« Comment le saurais-je ? Il est libre d’aller où il veut, tant qu’il paie le lendemain. Et voilà M. Touc : voyez, il n’a pas disparu. »

« Eh bien, j’ai vu ce que j’ai vu, et j’ai vu ce que j’ai pas vu », dit Armoise avec obstination.

« Et je dis qu’il y a un malentendu », insista Fleurdebeurre, ramassant le plateau et les morceaux de faïence.

« Bien sûr qu’il y a un malentendu ! dit Frodo. Je n’ai pas disparu. Me voici ! J’étais simplement allé échanger quelques mots avec l’Arpenteur dans son coin. »

Il s’avança à la lueur du feu ; mais la plupart des gens reculèrent, encore plus troublés qu’avant. Ils ne furent pas le moindrement satisfaits de son explication selon laquelle il aurait rapidement rampé sous les tables après sa chute. La plupart des Hobbits et des Hommes de Brie n’avaient plus le cœur à la fête et partirent sur-le-champ, ulcérés. Quelques-uns adressèrent un regard noir à Frodo et s’en furent murmurant entre eux. Les Nains et les deux ou trois Hommes étranges qui demeuraient encore se levèrent et dire bonsoir à l’aubergiste, mais pas à Frodo et à ses amis. Bientôt, il ne resta plus que l’Arpenteur, toujours assis près du mur sans que personne ne le remarque.

M. Fleurdebeurre ne semblait pas fâché outre mesure. Il considérait, fort probablement, que son établissement serait de nouveau plein à craquer pour de nombreux soirs encore, tant que le mystère de cette nuit n’aurait pas été discuté à satiété. « Alors, qu’est-ce que c’était que ça, monsieur Souscolline ? demanda-t-il.
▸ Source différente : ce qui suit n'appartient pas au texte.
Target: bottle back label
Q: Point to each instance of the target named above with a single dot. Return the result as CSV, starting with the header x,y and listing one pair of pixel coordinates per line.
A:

Vous faites peur à mes clients et cassez ma vaisselle avec vos acrobaties ? »

« Je suis vraiment désolé si j’ai causé des ennuis, dit Frodo. C’était tout à fait involontaire, je vous assure. Un accident tout à fait regrettable. »

« Très bien, monsieur Souscolline ! Mais si vous comptez faire d’autres culbutes ou tours de passe-passe ou je ne sais trop, vous feriez mieux d’avertir les gens à l’avance – et de m’avertir, moi. Chez nous, on est un peu méfiants de tout ce qui sort de l’ordinaire – du bizarre, si vous voyez ce que je veux dire ; et on n’y prend pas goût comme ça, tout à coup. »

« Je ne referai plus rien de semblable, monsieur Fleurdebeurre, je vous le promets. Et maintenant, je crois que je vais aller dormir. Nous partirons de bonne heure. Veillerez-vous à ce que nos poneys soient prêts pour huit heures ? »

« Très bien ! Mais avant que vous partiez, j’aimerais vous parler en privé, monsieur Souscolline. Quelque chose vient tout juste de me revenir qu’il faut que je vous dise. J’espère que vous ne le prendrez pas mal. Il me reste une ou deux choses à faire ; ensuite j’irai vous voir à votre chambre, si vous êtes d’accord. »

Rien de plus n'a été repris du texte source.